Deteriorating police-black relations were underpinned by the worsening socio-economic and political situation of especially Black youth (a fact recognised by Scarman). During the 1970s, structural changes to the global economy were beginning to manifest in growing unemployment, and a series of industrial disputes. The election of Margaret Thatcher in 1979, with her authoritarian, cost-cutting, neo-liberal agenda, worsened things considerably: the 1980s produced some of the fiercest industrial disputes in living memory, wholesale de-industrialisation and mass unemployment, especially among the young. Black youth, also having to cope with a growing racism and discrimination, were especially badly hit.

'Symbolic locations'

The response of the Metropolitan Police to Scarman was to release figures to show black people were disproportionately responsible for muggings in London. Sir Kenneth Newman, the Metropolitan Police Commissioner, also introduced the idea of targeting ‘symbolic locations’ – places where unemployed (often black) youth, congregate. Although he suggested that this was an ‘underclass’ problem (a prescient remark in the context of the spread of rioting, in the 1990s, to poor white areas), the symbolic locations were all areas of black settlement, one of which, Tottenham's Broadwater Farm, exploded in 1985, after the rough handling of a black woman, Cynthia Jarrett, in a drug raid left her dead from a heart attack. PC Keith Blakelock who became isolated in the mayhem was hacked to death. The 1985 Brixton riots started similarly, with the mistaken shooting of another black woman, Cherry Groce, in a drugs raid.
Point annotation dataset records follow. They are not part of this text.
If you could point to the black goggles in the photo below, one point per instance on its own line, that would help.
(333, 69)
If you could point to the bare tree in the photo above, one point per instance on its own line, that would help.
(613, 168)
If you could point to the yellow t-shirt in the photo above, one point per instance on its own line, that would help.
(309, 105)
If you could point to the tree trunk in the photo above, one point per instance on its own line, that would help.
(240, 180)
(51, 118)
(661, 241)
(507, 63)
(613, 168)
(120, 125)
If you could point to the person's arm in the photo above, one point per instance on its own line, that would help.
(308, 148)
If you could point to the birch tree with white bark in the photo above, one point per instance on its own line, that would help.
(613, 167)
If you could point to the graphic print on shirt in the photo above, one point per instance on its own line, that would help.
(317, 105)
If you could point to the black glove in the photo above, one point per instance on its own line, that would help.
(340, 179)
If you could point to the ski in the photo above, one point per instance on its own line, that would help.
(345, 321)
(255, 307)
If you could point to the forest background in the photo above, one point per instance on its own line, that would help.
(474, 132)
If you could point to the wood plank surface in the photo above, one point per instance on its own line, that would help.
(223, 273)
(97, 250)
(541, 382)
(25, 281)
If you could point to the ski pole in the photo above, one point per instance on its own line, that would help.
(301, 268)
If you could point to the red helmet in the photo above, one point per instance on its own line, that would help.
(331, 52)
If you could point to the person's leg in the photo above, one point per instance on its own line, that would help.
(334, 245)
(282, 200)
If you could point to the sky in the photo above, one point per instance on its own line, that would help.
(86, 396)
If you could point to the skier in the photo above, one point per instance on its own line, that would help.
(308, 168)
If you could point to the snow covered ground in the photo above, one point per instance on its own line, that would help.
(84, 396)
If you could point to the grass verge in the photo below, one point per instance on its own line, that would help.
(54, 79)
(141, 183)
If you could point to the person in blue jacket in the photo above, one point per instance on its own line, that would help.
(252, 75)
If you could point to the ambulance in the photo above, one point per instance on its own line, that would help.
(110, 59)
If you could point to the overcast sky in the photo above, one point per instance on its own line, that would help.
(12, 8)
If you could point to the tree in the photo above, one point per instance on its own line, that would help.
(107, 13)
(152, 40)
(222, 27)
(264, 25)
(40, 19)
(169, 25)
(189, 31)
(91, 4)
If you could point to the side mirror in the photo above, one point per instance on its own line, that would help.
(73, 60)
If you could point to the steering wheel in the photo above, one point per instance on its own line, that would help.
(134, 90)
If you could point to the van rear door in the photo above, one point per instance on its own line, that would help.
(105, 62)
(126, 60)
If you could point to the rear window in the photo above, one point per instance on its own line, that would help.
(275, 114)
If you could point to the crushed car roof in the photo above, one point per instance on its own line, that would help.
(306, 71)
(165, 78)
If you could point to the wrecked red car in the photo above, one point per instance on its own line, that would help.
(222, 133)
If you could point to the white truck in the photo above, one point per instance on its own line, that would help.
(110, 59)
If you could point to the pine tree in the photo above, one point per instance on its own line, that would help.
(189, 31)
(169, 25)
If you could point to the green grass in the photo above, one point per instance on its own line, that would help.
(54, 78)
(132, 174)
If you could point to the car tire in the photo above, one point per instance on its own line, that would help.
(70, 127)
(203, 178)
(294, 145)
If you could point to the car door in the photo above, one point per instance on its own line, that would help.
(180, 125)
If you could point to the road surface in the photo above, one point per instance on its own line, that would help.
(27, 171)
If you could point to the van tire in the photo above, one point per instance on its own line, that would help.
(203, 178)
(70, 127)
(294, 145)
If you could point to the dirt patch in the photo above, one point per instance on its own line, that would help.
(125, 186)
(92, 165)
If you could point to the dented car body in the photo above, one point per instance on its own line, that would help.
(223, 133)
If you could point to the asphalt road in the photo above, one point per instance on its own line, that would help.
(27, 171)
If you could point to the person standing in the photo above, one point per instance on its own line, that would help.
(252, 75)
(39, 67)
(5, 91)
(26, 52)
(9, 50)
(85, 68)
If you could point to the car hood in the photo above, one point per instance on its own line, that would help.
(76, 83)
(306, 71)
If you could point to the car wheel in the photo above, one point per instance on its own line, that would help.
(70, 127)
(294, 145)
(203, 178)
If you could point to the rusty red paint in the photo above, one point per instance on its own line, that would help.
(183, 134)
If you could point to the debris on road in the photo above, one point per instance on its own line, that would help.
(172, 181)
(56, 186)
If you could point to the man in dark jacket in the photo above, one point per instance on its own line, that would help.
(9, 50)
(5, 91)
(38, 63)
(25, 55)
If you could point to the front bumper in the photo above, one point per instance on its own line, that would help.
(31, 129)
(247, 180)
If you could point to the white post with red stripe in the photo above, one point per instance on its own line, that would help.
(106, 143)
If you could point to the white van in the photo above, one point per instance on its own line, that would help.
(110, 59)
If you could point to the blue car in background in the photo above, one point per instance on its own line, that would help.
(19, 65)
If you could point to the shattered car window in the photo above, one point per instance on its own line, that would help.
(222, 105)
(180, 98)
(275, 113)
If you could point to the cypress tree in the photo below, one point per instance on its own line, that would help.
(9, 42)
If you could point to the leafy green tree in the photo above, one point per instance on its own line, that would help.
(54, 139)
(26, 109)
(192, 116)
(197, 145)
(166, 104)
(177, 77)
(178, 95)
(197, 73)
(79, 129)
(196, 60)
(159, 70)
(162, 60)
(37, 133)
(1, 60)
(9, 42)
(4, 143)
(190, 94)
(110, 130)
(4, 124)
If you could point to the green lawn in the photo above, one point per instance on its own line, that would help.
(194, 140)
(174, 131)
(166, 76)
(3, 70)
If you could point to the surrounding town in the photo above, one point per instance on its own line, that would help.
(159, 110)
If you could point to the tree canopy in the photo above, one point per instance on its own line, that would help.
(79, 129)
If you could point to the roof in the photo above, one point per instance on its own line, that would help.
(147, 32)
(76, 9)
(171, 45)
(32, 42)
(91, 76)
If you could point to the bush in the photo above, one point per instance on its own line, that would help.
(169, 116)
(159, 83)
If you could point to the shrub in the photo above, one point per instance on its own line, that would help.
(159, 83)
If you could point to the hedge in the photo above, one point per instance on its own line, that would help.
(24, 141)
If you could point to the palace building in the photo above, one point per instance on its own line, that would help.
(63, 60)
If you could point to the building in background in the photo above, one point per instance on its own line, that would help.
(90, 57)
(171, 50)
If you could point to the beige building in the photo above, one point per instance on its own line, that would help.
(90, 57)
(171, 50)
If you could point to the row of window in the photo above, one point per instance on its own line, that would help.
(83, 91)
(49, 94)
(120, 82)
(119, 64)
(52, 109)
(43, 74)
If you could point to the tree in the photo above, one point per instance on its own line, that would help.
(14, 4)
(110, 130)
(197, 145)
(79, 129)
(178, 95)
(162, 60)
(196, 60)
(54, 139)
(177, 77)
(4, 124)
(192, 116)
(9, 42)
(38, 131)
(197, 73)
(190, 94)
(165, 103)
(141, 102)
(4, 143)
In Handsworth, Birmingham, in the same year, two days of rioting followed yet another ill judged police arrest, and two Asian brothers died in the fire that engulfed their post office.

Changing perception

Although the ancient ‘sus’ laws were scrapped after a successful political campaign, the Police and Criminal Evidence Act 1984 gave police new stop and search powers, on ‘reasonable grounds’. If stop and search powers were central to Black communities feeling over-policed, they also felt under-protected as escalating racial attacks tended to get dismissed by police as not real police work, as ‘rubbish’ work. When Asians took to defending themselves, this led to some highly politicised trials (e.g. Newham 7 and Newham 8) that contributed to a changing perception among police of Asian youth – more political, more troublesome. In 1989, a new Prevention of Terrorism Act with stop and search powers was introduced specifically to combat Irish terrorism. It could be used to search anyone, without suspicion. Increasingly, it was used to stop and search black and Asian youth (These powers became section 44 powers under the Terrorism Act 2000).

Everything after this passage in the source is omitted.